His works came alive once again in Cape Town’s Intimate Theatre last Tuesday, when the Mechanicals Theatre Company performed Lovborg’s Women. Here we considered and reconsidered some of these larger-than-life female characters with hilarious consequences.

The Intimate Theatre is exactly that, intimate. It’s snuggled in between two of UCT’s old campus buildings and the only thing indicating its whereabouts are some beautifully lit fairy lights. A true Pediophobiac, I was a little freaked out by the dolls they had displayed at the entrance of the theatre, but other than that, it was so quaint and lovely. The black box styled theatre itself is small and had me practically spilling onto the stage from the front row.

Immediately, I found myself being swallowed up by the experience. The actors were close enough to touch – literally – yet completely engrossed in their characters. Their use of sound effects was perfectly executed and lighting was simple, yet effective to set the appropriate mood.

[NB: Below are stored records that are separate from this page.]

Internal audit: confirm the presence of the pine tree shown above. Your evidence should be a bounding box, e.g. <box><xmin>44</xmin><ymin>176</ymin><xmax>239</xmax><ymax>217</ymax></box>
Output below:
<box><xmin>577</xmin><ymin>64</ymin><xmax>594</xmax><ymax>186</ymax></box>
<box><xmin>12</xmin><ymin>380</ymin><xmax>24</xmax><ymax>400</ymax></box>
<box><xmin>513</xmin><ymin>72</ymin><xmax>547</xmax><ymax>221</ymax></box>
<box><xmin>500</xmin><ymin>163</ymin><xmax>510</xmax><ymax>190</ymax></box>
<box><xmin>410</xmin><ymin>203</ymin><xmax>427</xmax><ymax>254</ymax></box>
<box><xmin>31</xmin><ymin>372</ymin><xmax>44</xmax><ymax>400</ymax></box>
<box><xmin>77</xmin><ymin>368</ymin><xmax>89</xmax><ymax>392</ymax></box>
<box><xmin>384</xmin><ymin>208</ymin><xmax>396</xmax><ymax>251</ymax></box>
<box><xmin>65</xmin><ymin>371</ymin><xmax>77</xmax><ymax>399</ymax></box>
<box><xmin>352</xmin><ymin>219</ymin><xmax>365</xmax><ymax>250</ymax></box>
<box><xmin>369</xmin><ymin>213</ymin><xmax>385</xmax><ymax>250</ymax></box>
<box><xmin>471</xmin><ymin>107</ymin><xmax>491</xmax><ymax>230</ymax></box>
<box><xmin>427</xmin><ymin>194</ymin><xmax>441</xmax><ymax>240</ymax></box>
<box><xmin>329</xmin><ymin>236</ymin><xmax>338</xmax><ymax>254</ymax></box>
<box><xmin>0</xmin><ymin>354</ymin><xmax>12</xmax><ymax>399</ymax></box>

Their clever use of uncomplicated props and stage furniture made each scene unique, flowing effortlessly into each other.

The wit was infectious and had us on the edge of our seats throughout the entire show. Not once did the actors drop the pace and momentum of the piece, even through rigorous costume changes, interpretive DV8-like dancing, and flamboyant Lady Gaga & Madonna impersonations. It had me, an old Performing Arts graduate, in stitches as they considered and reconsidered the naturalistic ideals of Lovborg and other realism playwrights before him, and their comical use of theatrical terminology made me snicker with delight. This being said, it would appeal to those who don’t necessarily understand all the drama mumbo-jumbo, as the performance is jam-packed with physical humour and general silliness.

As you can see on the poster above, the show continues until the 21st of May, and I strongly urge you to get yourselves down to Cape Town’s Intimate Theatre and treat yourself to this quirky and well-directed production. I assure you, you won’t be disappointed.